Before Gov. Bill Owens leaves office in six months, we hope he’ll resolve two troublesome matters identified this week in separate reports from the state auditor. One involves funding of Colorado’s new emergency operations center and the other spotlights the state’s failure to collect royalties from some oil and gas producers.
A state audit last October first disclosed that officials misused $1.5 million in federal homeland security funding by funneling it through South Metro Fire Rescue District toward the purchase of space in South Metro’s administrative building in Centennial.
Federal officials agreed, saying the money should have gone to local governments for emergency preparedness. The U.S. Department of Homeland Security demanded that Colorado repay the $1.5 million. Last month, after Washington threatened to withhold $21 million in future grants, the state repaid the money, using interest from undistributed 2003 economic development funds. In a follow-up Monday to her October report, state auditor Sally Symanski noted that state officials will pay $1.1 million in rent – $28,600 per month – until the amount is paid off for the same office space covered by the disputed $1.5 million payment. Her memo noted that the state still had not taken steps to obtain title to the building space and that if the center were damaged or destroyed, the state “would have no legal recourse to recoup its $1.5 million prepayment or its monthly rent payments. A clear ownership title to the property would better protect the nearly $5.9 million invested in the (center) to date,” the memo said.

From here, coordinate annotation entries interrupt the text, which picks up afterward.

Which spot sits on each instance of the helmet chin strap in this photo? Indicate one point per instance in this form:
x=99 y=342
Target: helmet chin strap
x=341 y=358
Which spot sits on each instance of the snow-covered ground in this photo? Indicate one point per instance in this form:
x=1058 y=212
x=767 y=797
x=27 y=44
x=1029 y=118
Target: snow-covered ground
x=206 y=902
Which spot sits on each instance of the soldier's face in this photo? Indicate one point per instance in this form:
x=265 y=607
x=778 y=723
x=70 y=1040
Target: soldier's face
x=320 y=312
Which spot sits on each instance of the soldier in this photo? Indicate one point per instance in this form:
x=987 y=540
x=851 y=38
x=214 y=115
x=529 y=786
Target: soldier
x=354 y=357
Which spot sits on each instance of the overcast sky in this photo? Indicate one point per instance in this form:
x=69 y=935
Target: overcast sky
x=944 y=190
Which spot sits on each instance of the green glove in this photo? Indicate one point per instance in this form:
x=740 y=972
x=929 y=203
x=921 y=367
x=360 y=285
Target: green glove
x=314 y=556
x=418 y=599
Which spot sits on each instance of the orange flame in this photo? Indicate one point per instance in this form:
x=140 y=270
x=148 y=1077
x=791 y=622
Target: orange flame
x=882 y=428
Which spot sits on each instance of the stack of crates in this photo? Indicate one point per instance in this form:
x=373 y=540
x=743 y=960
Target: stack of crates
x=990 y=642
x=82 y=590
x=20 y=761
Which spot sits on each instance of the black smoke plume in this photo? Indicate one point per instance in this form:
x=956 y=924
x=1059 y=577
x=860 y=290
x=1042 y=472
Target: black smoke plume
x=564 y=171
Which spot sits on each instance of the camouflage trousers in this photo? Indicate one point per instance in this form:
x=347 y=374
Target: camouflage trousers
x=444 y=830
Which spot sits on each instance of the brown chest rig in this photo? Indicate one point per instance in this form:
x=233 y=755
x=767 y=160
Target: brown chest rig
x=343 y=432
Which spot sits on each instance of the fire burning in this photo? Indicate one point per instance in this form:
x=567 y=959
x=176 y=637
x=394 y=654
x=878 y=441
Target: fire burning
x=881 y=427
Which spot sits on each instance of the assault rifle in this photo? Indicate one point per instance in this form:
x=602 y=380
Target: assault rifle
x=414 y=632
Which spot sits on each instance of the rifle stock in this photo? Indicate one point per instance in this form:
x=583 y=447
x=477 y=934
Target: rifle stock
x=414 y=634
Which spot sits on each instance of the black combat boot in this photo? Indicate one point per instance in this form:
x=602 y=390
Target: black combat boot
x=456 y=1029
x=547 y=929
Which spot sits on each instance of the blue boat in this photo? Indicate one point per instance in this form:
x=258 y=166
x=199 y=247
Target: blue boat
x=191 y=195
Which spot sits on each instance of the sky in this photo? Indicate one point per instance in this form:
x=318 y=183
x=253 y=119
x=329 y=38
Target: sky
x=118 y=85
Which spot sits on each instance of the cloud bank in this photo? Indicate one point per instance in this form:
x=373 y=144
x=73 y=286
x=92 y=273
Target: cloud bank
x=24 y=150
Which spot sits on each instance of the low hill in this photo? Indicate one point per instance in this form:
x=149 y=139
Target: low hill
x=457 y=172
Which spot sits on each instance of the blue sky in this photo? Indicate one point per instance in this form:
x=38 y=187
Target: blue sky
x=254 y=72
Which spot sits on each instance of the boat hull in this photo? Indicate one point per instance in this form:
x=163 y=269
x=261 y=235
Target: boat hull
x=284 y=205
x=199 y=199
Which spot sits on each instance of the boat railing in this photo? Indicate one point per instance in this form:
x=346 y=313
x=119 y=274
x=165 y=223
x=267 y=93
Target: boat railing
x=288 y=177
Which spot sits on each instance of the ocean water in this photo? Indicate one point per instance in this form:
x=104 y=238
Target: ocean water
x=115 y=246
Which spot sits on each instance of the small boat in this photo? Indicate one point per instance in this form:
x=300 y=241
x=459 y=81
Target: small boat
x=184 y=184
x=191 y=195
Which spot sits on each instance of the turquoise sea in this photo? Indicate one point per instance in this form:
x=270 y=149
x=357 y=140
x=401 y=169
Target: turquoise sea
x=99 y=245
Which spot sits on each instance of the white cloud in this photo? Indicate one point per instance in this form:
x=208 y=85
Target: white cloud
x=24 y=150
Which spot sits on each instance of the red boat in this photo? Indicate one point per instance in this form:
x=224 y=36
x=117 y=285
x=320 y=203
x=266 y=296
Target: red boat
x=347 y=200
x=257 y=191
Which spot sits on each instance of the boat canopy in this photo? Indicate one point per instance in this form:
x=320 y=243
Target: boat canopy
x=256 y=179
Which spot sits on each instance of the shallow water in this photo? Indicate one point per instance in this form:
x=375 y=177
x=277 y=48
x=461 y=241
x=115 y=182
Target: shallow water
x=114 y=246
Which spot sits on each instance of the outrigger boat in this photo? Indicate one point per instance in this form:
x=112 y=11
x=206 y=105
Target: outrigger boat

Barbara Kirkmeyer, acting chief of the state office that oversees homeland security grants, continues to dispute the auditors’ findings. She said the department is not trying to buy the office space but rather obtained a “perpetual lease” on the space. It’s essential that the governor clear the debris and resolve this expensive matter.
As to severance taxes, the state’s audit concluded that 30 percent of the 27 oil and gas producers with Colorado well permits didn’t file tax returns. The audit said the revenue department could collect millions more in taxes by doing a better job of monitoring tax returns and making certain oil and gas meters are reporting production accurately.
Given the tight state budget, we hope Owens will tackle this problem as soon as possible.